Sunday, December 4, 2011

First Sensorless FOC Test Drive

Having done enough computational optimization of the flux observer math and tested the sensorless sine commutation with no load, the next obvious step was to test drive it on Pneu Scooter:

Well, no, the next obvious step would have been to run it under load with the Hall effect sensors but collect data from the flux observer in parallel to ensure that it is working. But I guess I skipped over that step.

As you can see in the video, the open-loop flux observer appears to work very well at low speeds. There is no start-up ramp in the code right now; I just nudge the scooter very slightly forward and it picks up commutation right away. It's able to find the position of the rotor at speeds down to 50rpm, which is less than 5% of the maximum speed. Here's a slice of data from one of these low-speed runs, showing the flux observer speed estimate matching up with the Hall effect sensor speed in the range of 50-400rpm:

Here's the comparison of estimated rotor electrical angles for the same data range:

The 1:1 correlation is not as tight as that of the no-load test. The additional noise is most likely caused by the current sensors, and is a target for improvement. The current sensors on this particular controller have always been noisy. When I was in Singapore last year, I confirmed that the source of noise was the PWM. I later added better filtering and that made the sensors much more usable.  But one thing I've wanted to try for a while is more intelligent ADC sampling, where the ADC is triggered in the middle of a PWM pulse, away from the noisy transitions:

In order to do this on 3ph v3.1, I will need to mess with the timers a bit. Each of the three phases of PWM are controlled by different timers (for very good reasons, I assure you). So before I can have them trigger the ADC, I will need to synchronize them and change the PWMs to be center-timed, all things the 1072-page STM32F103 reference manual ensures me are possible.

Current sensor noise isn't the only problem left to solve, though. Somehow, the flux observer works very well at low speed, where sensorless routines are supposed to struggle, but it fails at high speeds, where they should do well thanks to the large back EMF. The speed at which this happens, under no-load operation, is strongly dependent on the low-pass filter time constant I use for integrating V-IR. (I swear this low-pass filter is evil.)

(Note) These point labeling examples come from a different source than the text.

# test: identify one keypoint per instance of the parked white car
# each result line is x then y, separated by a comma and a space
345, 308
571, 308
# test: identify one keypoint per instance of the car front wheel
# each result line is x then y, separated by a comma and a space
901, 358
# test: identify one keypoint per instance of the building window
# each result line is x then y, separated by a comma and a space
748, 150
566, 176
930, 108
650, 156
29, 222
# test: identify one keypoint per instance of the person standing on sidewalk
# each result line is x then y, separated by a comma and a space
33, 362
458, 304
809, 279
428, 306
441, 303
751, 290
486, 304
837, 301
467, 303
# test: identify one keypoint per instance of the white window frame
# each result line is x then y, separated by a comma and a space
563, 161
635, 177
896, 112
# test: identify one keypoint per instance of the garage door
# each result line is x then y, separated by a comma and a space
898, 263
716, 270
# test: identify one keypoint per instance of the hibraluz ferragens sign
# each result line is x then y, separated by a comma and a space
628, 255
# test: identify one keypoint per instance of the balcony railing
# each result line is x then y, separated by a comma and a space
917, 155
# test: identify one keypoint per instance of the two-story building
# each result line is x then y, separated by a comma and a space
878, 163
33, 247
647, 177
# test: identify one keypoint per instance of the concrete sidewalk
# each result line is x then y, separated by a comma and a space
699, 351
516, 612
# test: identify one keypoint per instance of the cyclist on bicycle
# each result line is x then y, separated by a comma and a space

During the process of tweaking the low-pass filter time constant, I was able to bump up the speed of the flux estimator. But this time when it failed at the higher speed, it took out one phase worth of MOSFETs with it. So I'll have to replace the whole IXYS GWM100-01X1 module and/or switch to the spare controller. That gives me an opportunity to implement a few other improvements:
  • Center-timed PWM with clean ADC triggering, as discussed above. I may even try to use the Direct
    Memory Access (DMA) to fully automate the ADC and save processor time.

  • Faster fast loop. I don't want the fast loop and the ADC sampling to run into each other, so I will put the entire fast loop at PWM frequency, as it was on 3ph v2.1. The timer interrupt will trigger the ADC, then the End-of-Conversion interrupt will trigger the fast loop.

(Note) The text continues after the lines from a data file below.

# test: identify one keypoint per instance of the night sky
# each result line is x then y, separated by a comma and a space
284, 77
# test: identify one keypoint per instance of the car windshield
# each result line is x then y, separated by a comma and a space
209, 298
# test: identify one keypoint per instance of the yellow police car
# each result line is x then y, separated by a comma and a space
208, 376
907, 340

  • Fast-loop current fault protection. If any phase current measurement exceeds some threshold, it will trigger gate driver shutdown in the fast loop, within 64μs. This might help protect the MOSFETs from destruction in the (likely/certain) event of commutation failure.

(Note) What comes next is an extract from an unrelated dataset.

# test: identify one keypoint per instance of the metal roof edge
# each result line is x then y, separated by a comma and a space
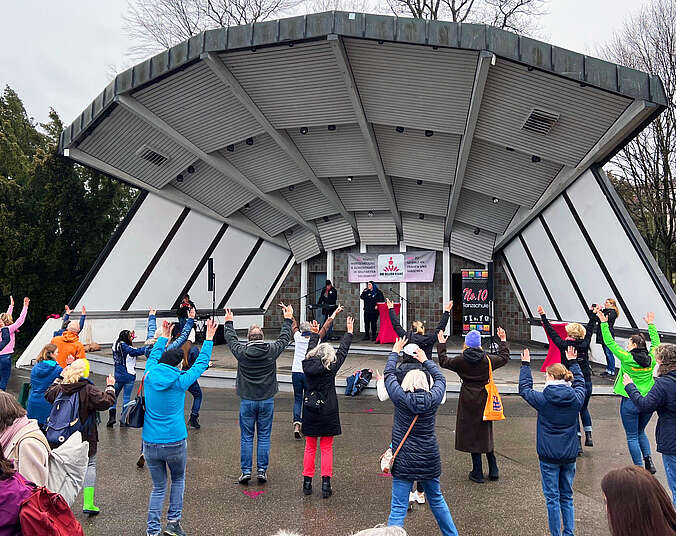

  • More data. I would like to transmit some of the intermediate variables in the flux estimator so I can maybe see more clearly why it fails at high speed.
Hopefully with all these changes, testing will go more smoothly this week.


  1. Gday,

    I have been messing about with FOC on a freescale 56F8037. Recently, when things were working ok, I managed to fry the last of my amplifiers. So, while Im waiting to accumulate cash to build more, I have been working on the data visualisation side of things. I have this 8037 running on mainly fixed point code, as described in the freescale app notes and I have written some code that successfully turns this into real, useful values on the PC side of things.
    I would really like to start graphing some of this data out (ie, realtime phase currents, PWM ratios, rotor position etc) and was wondering what software you use to plot your graphs? Do you graph in real time, or have you been gathering the data and plotting it later?
    Thanks for your great blog too!

    Laurence M (from Australia)

  2. Hi Laurence,


    For the visualization, I wrote a VB .NET dashboard that shows data in real-time (numeric and two plots) and logs it to a comma-delimited text file. I can read this file later using MATLAB and make plots like the ones in this post.

    The data is transmitted from the motor controller over a serial port at an adjustable rate, up to about 100Hz. So, not fast enough to plot phase current waveforms. But, the data is still useful when cross-plotted (against rotor postion, for example) since it is sampled synchronously in the controller.

  3. Now that it works, you should try converting a power tool from a brushed to brushless motor, and see if you can make it work, just for the heck of it. A circular saw, or something.